Teal's mouth opened, but for some reason which was beyond his conscious comprehension he said nothing. And Simon Templar went on, in the disjointed way that he sometimes fell into when he was trying to express something which he himself had not yet grasped in bare words:
"Sales psychology is just a study of human weaknesses. And that's a funny thing, you know. I remember the manager of one of the biggest novelty manufacturers in the world telling me that the soundest test of any idea for a new toy was whether it would appeal to a middle-aged business man. It's true, of course. It's so true that it's almost stopped being a joke—the father who plays with his little boy's birthday presents so energetically that the little boy has to shove off and smoke papa's pipe. Every middle-aged business man has that strain of childishness in him somewhere, because without it he would never want to spend his life gathering more paper millions than he can ever spend, and building up rickety castles of golden cards that are always ready to topple over and be built up again. It's just a glorified kid's game with a box of bricks. If all the mighty earth-shaking business men weren't like that they could never have built up an economic system in which the fate of nations, all the hunger and happiness and achievement of the world, was locked up in bars of yellow tooth-stopping." Simon raised his eyes suddenly— they were very bright and in some queer fashion sightless, as if his mind was separated from every physical awareness of his surroundings. "Lewis Enstone was just that kind of a man," he said.
"Are you still thinking of that toy you were playing with," Teal asked restlessly.
"That—and other things we heard. And the photographs. Did you notice them ?"
"No."
"One of them was Enstone playing with a clock-work train. In another of them he was under a rug, being a bear. In another he was working a big model merry-go-round. Most of the pictures were like that. The children came into them, of course, but you could see that Enstone was having the swellest time."
Teal, who had been fidgeting with a pencil, shrugged brusquely and sent it clattering across the desk.
"You still haven't shown me a murder," he stated.
"I had to find it myself," said the Saint gently, "You see, it was a kind of professional problem. Enstone was happily married, happy with his family, no more crooked than any other big-time financier, nothing on his conscience, rich and getting richer—how were they to make him commit suicide?

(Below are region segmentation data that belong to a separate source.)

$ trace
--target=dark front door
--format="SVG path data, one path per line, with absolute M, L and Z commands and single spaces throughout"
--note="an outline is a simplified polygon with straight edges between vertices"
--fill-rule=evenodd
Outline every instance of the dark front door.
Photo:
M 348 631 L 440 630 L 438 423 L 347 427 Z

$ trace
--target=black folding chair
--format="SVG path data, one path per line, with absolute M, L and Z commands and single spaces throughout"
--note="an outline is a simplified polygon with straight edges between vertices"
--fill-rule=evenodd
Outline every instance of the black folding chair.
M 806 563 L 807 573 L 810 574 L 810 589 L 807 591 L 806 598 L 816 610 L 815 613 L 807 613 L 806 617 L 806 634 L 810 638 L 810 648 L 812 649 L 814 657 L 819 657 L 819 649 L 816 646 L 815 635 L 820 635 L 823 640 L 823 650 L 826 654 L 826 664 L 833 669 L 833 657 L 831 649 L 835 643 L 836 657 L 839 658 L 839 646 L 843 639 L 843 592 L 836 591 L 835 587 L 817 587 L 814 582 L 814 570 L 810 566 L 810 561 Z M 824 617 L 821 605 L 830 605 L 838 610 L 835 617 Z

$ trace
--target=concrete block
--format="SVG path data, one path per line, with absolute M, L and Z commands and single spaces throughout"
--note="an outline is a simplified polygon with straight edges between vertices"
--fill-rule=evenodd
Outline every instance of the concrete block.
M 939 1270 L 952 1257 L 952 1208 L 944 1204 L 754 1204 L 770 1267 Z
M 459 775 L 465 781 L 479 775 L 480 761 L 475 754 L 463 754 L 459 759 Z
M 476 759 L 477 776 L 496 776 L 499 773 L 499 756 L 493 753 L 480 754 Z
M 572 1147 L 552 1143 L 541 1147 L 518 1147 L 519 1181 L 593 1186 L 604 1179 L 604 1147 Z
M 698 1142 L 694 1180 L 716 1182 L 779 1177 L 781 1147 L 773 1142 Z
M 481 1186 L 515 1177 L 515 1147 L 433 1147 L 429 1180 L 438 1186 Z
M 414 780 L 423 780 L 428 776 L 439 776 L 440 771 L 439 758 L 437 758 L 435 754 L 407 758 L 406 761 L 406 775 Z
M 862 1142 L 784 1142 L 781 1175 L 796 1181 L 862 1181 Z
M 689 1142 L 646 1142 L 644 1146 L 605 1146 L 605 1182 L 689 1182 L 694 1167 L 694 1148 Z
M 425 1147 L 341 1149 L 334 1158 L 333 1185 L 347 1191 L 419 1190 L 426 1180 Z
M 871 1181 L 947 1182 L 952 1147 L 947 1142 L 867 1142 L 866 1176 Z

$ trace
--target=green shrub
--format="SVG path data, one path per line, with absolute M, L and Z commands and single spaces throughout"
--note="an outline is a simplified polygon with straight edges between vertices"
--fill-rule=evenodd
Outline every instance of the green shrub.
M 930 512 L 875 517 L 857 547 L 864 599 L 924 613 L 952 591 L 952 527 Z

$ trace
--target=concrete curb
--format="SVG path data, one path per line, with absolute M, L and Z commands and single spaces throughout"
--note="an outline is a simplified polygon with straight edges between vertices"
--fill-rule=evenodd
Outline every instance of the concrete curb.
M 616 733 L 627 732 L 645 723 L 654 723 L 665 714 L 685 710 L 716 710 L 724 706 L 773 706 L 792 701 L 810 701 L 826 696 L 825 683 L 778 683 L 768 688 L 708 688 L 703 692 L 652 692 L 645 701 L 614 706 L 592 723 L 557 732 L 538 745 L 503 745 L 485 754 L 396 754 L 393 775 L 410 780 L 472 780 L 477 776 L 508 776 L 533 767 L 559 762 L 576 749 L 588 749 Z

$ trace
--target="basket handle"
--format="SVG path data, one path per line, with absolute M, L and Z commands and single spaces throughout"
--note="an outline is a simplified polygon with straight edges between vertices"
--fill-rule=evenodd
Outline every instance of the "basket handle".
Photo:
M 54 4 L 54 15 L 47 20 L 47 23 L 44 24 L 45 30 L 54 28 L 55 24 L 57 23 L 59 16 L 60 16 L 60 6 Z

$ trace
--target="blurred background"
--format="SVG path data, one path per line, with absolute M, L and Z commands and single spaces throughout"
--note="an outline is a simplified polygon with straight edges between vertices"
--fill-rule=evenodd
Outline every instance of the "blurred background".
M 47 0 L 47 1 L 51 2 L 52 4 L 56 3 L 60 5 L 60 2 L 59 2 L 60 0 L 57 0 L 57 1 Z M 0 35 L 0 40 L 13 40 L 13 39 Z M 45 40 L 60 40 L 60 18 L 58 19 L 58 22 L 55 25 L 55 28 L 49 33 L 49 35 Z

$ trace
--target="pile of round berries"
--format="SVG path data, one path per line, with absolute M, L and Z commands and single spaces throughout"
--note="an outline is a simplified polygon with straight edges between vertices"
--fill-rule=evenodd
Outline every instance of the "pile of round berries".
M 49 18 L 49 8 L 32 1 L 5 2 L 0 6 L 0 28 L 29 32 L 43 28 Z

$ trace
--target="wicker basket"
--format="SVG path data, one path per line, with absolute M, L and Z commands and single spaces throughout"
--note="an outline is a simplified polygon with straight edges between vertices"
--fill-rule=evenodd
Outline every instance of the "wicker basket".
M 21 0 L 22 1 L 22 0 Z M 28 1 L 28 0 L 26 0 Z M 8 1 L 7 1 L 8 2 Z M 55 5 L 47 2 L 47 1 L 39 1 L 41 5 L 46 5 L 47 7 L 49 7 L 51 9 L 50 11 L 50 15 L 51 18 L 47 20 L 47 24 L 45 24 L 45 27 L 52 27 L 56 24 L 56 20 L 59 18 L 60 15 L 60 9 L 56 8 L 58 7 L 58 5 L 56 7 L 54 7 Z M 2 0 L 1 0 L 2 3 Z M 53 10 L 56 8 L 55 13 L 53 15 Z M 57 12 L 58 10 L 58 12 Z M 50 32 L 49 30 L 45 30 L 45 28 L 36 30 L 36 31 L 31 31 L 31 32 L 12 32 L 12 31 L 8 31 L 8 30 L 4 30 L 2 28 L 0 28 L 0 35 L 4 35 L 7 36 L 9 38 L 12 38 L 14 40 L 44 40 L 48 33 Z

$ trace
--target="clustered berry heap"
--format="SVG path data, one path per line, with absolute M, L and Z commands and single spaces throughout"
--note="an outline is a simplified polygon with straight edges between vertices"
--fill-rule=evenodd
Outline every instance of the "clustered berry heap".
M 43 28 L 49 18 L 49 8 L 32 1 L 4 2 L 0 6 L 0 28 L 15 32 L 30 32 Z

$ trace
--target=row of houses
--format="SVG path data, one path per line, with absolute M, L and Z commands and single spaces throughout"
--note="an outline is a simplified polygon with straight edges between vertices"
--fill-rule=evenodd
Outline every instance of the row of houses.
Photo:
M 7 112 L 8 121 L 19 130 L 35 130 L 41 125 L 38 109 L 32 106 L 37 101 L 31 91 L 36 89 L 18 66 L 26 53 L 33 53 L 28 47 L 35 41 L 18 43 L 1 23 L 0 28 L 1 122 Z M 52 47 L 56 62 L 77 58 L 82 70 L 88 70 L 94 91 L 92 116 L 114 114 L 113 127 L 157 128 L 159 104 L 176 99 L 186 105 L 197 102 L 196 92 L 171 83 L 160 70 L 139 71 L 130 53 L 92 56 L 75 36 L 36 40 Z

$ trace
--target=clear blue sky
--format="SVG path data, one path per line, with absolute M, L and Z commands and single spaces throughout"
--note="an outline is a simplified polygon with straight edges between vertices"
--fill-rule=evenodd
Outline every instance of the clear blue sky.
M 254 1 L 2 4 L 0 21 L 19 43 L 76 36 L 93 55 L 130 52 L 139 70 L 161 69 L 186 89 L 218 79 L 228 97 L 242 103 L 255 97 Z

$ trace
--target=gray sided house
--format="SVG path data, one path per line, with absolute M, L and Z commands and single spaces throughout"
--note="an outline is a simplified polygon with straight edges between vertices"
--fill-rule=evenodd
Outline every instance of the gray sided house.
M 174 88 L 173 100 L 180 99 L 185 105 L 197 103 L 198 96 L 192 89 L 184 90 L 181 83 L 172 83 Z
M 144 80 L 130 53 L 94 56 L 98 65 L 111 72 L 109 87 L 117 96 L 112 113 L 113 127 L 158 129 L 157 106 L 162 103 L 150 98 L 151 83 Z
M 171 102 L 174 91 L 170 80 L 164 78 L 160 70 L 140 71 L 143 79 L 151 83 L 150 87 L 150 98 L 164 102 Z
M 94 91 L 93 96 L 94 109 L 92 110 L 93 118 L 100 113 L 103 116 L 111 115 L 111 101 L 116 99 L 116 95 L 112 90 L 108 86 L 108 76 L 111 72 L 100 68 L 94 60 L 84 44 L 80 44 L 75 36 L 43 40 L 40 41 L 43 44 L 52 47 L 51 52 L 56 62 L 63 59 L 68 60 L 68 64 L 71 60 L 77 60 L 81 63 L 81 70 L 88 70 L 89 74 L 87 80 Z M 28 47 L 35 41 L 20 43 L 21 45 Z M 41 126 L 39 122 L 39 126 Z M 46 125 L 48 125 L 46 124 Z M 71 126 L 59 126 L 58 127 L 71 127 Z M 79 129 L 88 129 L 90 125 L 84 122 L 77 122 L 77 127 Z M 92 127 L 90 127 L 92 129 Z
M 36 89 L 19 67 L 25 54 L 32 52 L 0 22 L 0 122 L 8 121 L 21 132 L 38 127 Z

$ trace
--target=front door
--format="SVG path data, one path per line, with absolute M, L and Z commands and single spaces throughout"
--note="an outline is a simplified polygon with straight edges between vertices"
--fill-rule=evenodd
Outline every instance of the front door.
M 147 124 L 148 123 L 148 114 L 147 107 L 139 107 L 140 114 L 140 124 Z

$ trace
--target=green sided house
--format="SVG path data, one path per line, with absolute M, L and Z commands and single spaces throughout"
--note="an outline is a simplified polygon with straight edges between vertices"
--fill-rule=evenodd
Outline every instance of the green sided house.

If I'd been writing a story with him in it, for instance, how could I have made him commit suicide?"
"You'd have told him he had cancer," said Teal caustically, "and he'd have fallen for it."
Simon shook his head.
"No. If I'd been a doctor—perhaps. But if Costello or Hammel had suggested it, he'd have wanted confirmation. And did he look like a man who'd just been told that he might have cancer?"
"It's your murder," said Mr. Teal, with the beginnings of a drowsy tolerance that was transparently rooted in sheer resignation. "I'll let you solve it."